Kegiatan yang telah aku lakukan bersama teman-temanku dan lembaga terkait selain bertujuan untuk mencegah penyebaran virus COVID-19 dan mencegah permasalahan kesehatan mental, juga memiliki misi untuk menggalang dukungan dari masyarakat luas dan pemerintah untuk ikut peduli pada isu kesehatan mental di tengah pandemi COVID-19. Aku juga berharap kepada masyarakat luas untuk tidak menghakimi orang di sekitar mereka yang mencoba untuk mengungkapkan perasaan mereka, sebab di saat pandemi COVID-19 bukanlah hal yang mudah untuk dilewati bagi setiap orang serta yang utama kita juga harus saling mendukung untuk bersama-sama lawan virus ini.

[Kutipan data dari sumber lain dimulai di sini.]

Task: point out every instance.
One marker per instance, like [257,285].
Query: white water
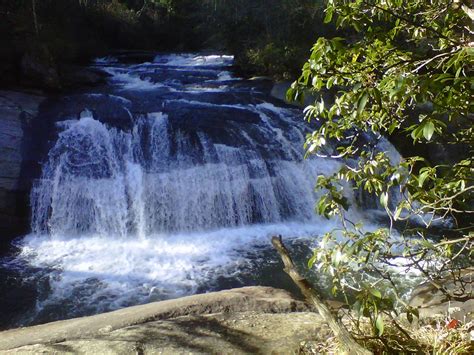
[127,217]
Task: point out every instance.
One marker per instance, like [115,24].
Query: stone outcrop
[245,320]
[38,68]
[16,109]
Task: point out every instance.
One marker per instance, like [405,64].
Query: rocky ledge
[16,110]
[245,320]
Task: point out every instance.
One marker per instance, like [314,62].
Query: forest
[227,166]
[74,31]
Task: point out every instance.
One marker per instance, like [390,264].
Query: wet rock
[38,68]
[245,320]
[16,109]
[73,76]
[431,302]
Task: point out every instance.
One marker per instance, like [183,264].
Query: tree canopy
[403,71]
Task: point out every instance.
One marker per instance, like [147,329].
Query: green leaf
[328,17]
[428,130]
[379,324]
[362,103]
[384,199]
[375,293]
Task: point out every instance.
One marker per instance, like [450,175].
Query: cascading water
[169,178]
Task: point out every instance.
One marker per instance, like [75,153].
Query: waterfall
[172,176]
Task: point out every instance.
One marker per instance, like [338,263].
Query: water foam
[156,212]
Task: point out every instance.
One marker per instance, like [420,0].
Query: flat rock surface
[245,320]
[223,333]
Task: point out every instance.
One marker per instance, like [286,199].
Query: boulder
[15,110]
[38,68]
[237,321]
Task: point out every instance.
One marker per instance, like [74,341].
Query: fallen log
[345,338]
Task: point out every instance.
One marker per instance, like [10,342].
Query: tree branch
[341,333]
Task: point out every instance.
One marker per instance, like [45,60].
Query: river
[167,181]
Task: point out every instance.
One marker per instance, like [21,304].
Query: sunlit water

Yang terakhir aku juga berharap kepada pemerintah agar dapat membuka layanan kesehatan online ramah anak dan remaja yang gratis agar kami dapat berkonsultasi dan mendapatkan solusi atas permasalahan yang kami alami, sehingga dapat menekan gangguan kesehatan mental di tengah situasi saat ini yang dapat berakibat buruk pada diri individu sendiri jika tidak mendapatkan dukungan dan penanganan yang baik.